Desde tempos imemoriais que existem mitos e lendas em torno da lua cheia. Muitos sentem-se influenciados pela Lua e em numerosas culturas celebram-se ainda hoje as noites de lua cheia com festas especiais. Indiscutível é o facto de a Lua, devido à sua gravidade, ser responsável pelas marés e, por isso, ter um efeito na Terra e na vida.

Nos renovados modelos Portugieser Calendário Perpétuo com Lua dupla e Portugieser Calen­dário Perpétuo com Lua única, a indicação das fases da Lua constitui não só o centro visual no mostrador, mas é também o destaque técnico de um relógio topo de gama, rico em obras-primas relojoeiras.

No Portugieser Calendário Perpétuo com Lua dupla, os vários ciclos da Lua são representados de forma espelhada para os hemisférios norte e sul. Uma invenção dos engenheiros da IWC, que se fixaram no objectivo de mostrar aos observadores ao sul do equador a Lua corretamente representada no mostrador.

Pela pri­meira vez, o modelo prescinde da indicação da contagem decrescente dos dias restantes até à próxima lua cheia. Os desenhadores, em vez disso, modelaram o mostrador interno da indicação da Lua dupla como céu noturno estrelado na mesma cor do mostrador grande, fazendo com que a Lua e as estrelas pareçam pairar no espaço infinito.

Uma outra novidade do desenho é a introdução do pon­teiro dos minutos caminho de ferro, típico dos relógios Portugieser, o que faz com que o visual do modelo se aproxime mais do original clássico.

As cores a condizer dos contadores da data e do dia da semana conferem ao mostrador um aspecto mais harmonioso e elegante. O mo­delo com Lua única não apresenta alterações visuais, à excepção de ínfimas adaptações do desenho. A altura, no entanto, parece mais reduzida devido ao novo vidro da frente de borda arqueada.
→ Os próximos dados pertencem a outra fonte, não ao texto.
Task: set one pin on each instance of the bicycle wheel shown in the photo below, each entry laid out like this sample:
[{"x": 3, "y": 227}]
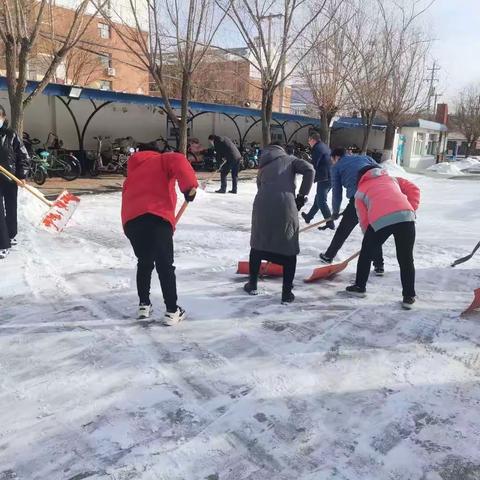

O calendário perpétuo mostra não só os ciclos lunares, mas também os segundos, os minutos, as horas, a data, o dia da semana, o mês e a indicação do ano com quatro dígitos. Programado mecanicamente, o calendário consi­dera as durações divergentes dos meses e até mesmo os anos bissextos.

No entanto, a cada cem anos (2100, 2200, etc.) deixa de se realizar um ano bissexto. Neste caso, o relojoeiro tem que avançar o calendário manual­mente no dia 1 de março.